Juxtapower tells about the conflict and success that the South African culture has experienced in the years since the end of Apartheid, according to the Web site. “It offers significant lessons about the land, history and its people, as well as their continued struggles and blessings under the new democratic government,” it said.

Juxtapower originated in 1999 in New York City. Sduduzo Ka-Mbili, who was born in Engonyameni, a rural area in Durban, South Africa, started the group.

“We’re storytellers,” Ka-Mbili said on the Web site.

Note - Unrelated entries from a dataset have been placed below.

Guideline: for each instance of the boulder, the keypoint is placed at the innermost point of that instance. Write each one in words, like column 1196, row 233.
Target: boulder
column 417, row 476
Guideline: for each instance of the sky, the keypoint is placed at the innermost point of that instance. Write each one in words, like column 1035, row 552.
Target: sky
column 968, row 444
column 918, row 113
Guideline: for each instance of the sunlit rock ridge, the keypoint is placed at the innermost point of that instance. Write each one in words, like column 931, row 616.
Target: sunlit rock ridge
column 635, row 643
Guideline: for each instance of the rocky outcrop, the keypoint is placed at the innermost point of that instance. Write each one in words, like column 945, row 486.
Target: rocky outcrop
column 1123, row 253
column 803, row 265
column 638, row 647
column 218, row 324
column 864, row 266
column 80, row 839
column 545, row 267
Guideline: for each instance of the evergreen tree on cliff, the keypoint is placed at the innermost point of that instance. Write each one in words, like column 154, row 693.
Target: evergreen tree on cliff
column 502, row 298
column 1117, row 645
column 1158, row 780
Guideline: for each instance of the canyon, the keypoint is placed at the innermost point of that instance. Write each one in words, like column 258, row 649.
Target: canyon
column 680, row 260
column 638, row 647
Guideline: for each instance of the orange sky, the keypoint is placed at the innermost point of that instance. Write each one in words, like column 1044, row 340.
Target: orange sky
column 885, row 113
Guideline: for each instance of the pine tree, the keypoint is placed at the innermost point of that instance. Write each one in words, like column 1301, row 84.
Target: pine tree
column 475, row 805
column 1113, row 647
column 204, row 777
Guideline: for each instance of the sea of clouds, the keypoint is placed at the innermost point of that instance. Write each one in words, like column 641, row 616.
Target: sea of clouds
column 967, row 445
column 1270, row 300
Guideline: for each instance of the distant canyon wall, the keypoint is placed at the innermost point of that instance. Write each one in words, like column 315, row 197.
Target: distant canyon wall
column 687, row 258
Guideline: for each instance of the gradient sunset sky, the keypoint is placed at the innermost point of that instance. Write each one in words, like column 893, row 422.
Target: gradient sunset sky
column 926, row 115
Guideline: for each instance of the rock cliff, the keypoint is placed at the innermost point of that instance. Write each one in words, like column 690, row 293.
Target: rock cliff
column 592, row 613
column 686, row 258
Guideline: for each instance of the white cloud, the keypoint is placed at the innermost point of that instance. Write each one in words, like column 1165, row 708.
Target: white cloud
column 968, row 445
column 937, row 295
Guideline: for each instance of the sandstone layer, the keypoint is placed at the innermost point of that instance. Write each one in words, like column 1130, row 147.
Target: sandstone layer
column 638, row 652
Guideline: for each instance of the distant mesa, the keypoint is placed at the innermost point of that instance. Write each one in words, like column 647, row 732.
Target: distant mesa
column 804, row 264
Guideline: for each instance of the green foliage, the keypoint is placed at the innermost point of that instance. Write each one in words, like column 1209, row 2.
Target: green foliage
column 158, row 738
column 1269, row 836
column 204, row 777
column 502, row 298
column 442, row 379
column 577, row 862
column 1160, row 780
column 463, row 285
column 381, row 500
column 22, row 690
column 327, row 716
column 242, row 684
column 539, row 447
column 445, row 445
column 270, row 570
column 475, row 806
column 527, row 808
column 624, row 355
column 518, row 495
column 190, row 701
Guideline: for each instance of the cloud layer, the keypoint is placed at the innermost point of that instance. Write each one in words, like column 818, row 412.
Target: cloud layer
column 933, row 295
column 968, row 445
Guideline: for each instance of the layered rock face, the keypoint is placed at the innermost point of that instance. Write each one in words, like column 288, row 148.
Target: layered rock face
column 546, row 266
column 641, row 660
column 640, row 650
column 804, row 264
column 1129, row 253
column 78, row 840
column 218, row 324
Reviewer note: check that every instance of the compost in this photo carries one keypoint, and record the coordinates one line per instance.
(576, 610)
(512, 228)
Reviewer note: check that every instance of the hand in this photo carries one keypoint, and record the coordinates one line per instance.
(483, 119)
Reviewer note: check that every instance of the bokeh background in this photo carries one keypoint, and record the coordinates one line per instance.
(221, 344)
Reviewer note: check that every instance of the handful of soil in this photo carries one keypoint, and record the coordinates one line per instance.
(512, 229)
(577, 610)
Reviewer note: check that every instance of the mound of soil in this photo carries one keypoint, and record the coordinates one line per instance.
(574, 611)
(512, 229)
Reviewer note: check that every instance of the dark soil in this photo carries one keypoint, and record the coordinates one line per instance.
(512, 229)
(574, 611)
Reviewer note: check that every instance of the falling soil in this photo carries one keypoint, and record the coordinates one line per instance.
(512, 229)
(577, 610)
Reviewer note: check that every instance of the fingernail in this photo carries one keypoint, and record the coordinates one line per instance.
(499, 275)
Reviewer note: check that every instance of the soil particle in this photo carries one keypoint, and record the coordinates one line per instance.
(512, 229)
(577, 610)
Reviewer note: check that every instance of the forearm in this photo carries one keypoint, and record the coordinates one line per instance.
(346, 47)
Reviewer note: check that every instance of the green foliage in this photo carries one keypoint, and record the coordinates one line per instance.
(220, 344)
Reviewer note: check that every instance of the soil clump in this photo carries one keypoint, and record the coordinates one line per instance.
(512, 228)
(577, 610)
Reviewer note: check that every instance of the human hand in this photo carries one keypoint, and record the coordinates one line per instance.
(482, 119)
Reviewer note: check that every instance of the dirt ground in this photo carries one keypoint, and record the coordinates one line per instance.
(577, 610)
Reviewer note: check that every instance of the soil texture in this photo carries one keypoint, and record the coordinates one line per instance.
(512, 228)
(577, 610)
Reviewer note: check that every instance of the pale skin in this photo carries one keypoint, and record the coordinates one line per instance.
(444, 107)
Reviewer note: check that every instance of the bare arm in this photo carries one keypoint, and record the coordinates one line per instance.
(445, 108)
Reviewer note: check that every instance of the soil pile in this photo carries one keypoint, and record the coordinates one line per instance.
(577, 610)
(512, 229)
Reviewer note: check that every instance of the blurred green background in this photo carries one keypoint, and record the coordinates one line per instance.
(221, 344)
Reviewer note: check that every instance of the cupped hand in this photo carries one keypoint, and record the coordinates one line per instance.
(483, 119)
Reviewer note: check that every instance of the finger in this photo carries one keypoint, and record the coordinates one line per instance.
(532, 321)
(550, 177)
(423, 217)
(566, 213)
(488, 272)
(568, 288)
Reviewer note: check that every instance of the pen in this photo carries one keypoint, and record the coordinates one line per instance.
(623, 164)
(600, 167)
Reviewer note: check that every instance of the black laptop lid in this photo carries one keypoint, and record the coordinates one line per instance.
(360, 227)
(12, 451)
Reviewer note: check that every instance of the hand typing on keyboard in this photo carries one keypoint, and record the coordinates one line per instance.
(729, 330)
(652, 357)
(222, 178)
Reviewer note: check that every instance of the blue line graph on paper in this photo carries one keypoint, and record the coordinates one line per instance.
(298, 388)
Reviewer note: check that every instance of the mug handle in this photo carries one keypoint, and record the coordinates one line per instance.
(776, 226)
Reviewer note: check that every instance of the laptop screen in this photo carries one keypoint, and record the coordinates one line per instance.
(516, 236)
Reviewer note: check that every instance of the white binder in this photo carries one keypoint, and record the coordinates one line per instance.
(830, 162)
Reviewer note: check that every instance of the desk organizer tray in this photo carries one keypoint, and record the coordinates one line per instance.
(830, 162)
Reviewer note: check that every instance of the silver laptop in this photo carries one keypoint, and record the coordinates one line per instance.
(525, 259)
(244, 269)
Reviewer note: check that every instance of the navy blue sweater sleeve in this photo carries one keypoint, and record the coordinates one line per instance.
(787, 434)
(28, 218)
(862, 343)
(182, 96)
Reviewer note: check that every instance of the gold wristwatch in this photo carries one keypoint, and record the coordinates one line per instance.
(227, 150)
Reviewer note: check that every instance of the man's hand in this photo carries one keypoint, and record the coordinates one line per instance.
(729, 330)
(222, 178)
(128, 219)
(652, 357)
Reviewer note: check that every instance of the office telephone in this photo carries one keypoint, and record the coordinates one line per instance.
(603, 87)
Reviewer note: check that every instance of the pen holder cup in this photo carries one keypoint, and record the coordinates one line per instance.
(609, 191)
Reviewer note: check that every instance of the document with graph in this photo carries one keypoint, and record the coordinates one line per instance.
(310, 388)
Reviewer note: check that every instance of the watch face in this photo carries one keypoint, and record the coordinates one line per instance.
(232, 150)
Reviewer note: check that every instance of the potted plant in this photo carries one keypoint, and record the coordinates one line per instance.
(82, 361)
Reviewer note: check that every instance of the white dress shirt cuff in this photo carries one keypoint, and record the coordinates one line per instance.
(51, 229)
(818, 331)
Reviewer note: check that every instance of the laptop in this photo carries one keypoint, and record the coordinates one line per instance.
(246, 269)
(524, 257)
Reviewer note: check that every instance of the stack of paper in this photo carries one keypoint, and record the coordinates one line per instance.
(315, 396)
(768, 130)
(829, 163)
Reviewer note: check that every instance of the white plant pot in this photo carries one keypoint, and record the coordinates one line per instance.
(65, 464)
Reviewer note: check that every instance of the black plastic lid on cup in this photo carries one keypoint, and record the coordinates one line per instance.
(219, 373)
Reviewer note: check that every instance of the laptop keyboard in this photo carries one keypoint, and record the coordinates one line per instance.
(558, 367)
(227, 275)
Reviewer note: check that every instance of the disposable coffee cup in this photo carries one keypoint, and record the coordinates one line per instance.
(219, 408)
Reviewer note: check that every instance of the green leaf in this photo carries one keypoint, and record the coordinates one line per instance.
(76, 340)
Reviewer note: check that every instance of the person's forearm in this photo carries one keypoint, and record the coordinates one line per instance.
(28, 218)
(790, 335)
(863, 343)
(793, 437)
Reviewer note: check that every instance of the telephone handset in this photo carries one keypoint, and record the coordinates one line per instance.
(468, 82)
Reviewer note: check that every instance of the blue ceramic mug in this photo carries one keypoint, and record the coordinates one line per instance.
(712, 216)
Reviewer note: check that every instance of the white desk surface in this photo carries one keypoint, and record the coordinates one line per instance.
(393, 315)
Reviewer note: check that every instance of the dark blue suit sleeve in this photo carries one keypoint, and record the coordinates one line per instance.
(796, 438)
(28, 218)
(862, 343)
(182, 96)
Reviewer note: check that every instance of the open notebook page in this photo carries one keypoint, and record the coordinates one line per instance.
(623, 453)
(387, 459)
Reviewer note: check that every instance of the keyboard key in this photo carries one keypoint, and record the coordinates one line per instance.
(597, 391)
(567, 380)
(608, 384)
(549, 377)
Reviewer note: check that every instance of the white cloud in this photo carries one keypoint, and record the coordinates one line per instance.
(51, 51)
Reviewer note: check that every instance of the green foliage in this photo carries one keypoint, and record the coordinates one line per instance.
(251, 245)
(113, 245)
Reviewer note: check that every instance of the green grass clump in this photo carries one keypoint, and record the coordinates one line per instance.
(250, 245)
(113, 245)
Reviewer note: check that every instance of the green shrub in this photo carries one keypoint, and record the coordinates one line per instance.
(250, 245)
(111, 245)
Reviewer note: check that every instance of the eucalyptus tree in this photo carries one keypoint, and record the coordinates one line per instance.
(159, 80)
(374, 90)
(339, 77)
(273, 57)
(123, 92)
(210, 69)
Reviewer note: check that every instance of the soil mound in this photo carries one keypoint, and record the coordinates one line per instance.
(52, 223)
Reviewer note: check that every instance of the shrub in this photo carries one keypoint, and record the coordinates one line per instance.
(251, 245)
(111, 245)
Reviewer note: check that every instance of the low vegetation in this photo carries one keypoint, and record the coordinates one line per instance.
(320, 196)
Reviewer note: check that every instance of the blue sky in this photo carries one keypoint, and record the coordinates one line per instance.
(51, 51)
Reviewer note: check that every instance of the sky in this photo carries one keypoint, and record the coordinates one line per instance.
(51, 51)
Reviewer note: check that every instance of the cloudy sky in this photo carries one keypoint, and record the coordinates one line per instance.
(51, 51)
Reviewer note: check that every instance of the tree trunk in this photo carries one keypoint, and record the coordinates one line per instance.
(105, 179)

Ka-Mbili is a dancer, choreographer, actor, teacher and animal activist. He was nominated as one of the 25 to watch by Dance Magazine in 2003 and his work has been reviewed by the New York Times and the Washington Post.

“[The] African-flavored dance (choreographed by Sduduzo Ka-Mbili) in loincloth was a bit of a shocker in the midst of jigs, reels and bouncing curls,” read the Washington Post press review. “Still, it was such a standout and the dancing so skilled that no one who attended [the] concert is likely to ever forget the Africa-banjo connection.”

Ka-Mbili was later joined by his brother, Solomon Bafana Matea, as well as Kelly Boyd and Charmaine Trotman.

“Costumed in a prehistoric caveman motif, the symmetry and lines of the dancers’ bodies would motivate most to head to the nearest gym,” a Harlem writer wrote about the group. “The razor-sharp kicks to either side of the male dancers’ heads were awe-inspiring.”

Juxtapower has performed at the Kennedy Center and at the 2001 Miss World Competition, in the British Virgin Islands. They have performed for Presidents Clinton, Ford and Carter and collaborated with Disney’s stage version of “The Lion King,” according to the Web site.

“I ? like to create events that students would not otherwise have the opportunity to see,” Mallory said. “I want events that will appeal to all students, and I think that this particular night of dancing will be able to bring together students from many different aspects of this campus.”

In October 2007, Juxtapower opened for Alicia Keys, Gwen Stefanie, Sheryl Crow and Bono in New York City at the Black Ball Event … honoring Bono and raising money for the orphans in Africa, according to the Web site.

“Students will enjoy this event because it is fresh, exciting and will have an amazing stage presence,” Mallory said.